SHOW GIRL IN HOLLYWOOD is the first such film from the talkie period, and unlike in some such films, the stakes are never quite as high for Dixie Dugan as they might otherwise have been. In A STAR IS BORN, we know that if Esther Blodgett gives up and returns home to her midwestern farm, she will never be the same. With Dixie Dugan, on the other hand, we can imagine her returning to life in New York and continuing to work as before on the Broadway stage.
Director Mervyn LeRoy also lavishes much attention on the process of film-making. Most interesting is the "I've Got My Eye on You" number, which shows the filming of a musical number exactly as it was done in 1930, complete with the orchestra playing off-camera, and tantalizing glimpses inside the camera and sound booths (inside the latter, we see the soundtrack being cut on a giant wax disc). Apparently, this sequence was originally shot in 2-color Technicolor, but only survives in black and white. There are also various glimpses at the sound stages and backlot of the Warner Bros. studio which should be of special interest to film buffs.
Alice White makes an appealing lead, but she seems to lack the dramatic range necessary for getting the most out of her character. She handles the cute, perky qualities just fine, but seems rather out of her league during some of the big dramatic moments. Her temper tantrum, in which she trashes her dressing room, rings false, and doesn't seem to be consistent with the character we've been watching up to that point. The awkwardness of her emotional qualities in some ways works to her advantage during the scene in which Donny Harris has tried to take her own life, and Dixie pours out her apologies for her selfish behavior. There's a real sense of vulnerability and weakness that comes through in this moment, contrasted with the older, wiser Sweet's sense of calm acceptance.

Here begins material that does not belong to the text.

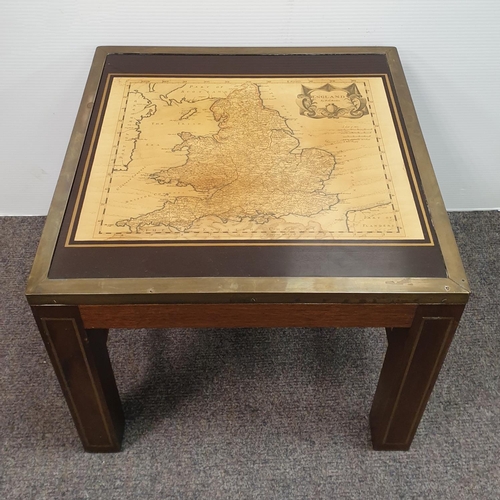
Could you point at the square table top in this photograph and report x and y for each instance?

Silent film actor Jack Mulhall turns in a good performance as Dixie's playwright boyfriend, combining the right touches of sympathy and earnestness. And John Miljan seems to have fun with his part as the slimy director, delivering his performance in a slightly over-the-top manner and relishing the sleazy qualities of his character. Silent comedy veteran Ford Sterling provides some good comic relief in the sympathetic role of studio chief Otis, proving that he was quite adept at handling dialogue, and is even allowed a few cutaway reaction shots that contain a much more toned-down version of his frantic mugging from the Keystone days. Cameo appearances include Al Jolson and Ruby Keeler, Loretta Young, Noah Beery, and Noah Beery Jr. (plus an early appearance by Walter Pidgeon as the emcee at the film premiere).

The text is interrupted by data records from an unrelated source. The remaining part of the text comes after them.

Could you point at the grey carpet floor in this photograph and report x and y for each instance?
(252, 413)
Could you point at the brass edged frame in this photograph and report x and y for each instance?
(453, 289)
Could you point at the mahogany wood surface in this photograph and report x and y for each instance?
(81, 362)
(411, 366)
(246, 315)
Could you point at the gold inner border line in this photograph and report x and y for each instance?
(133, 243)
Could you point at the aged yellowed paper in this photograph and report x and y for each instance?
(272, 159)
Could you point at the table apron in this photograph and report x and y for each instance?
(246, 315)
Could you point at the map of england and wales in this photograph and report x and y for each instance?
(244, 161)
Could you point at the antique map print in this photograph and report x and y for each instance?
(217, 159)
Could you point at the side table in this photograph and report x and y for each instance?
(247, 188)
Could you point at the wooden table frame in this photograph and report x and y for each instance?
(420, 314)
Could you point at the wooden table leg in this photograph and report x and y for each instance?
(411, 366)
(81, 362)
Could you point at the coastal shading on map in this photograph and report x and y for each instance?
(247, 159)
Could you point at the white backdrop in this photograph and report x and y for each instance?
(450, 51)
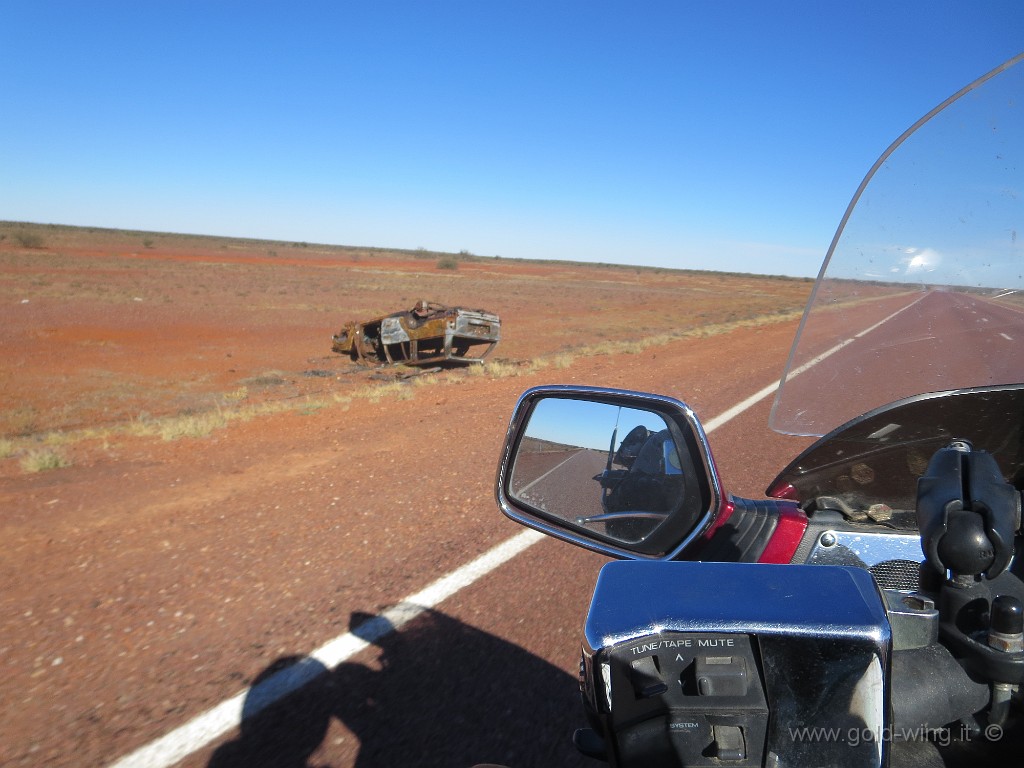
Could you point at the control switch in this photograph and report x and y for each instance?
(721, 676)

The real stand-out , however, is Blanche Sweet, whose performance of the strong, proud and yet ultimately fragile former star is incredibly moving, especially considering that Sweet was herself already an industry veteran of more than 15 years by the time this film was made. She even sings a song, "There's a Tear for Every Smile in Hollywood", which is about the incredible odds and high price to pay for becoming a star, but also brings to mind all the former stars who had since burnt out among changing fads, fashions, and technology. It's hard not to watch Sweet sing this song without feeling the melancholy in her voice.
SHOW GIRL IN HOLLYWOOD is an interesting time capsule of Hollywood at that transitional moment when the medium had to re-invent itself and new stars like Dixie Dugan were born, paying the same price as Donny Harris had years earlier.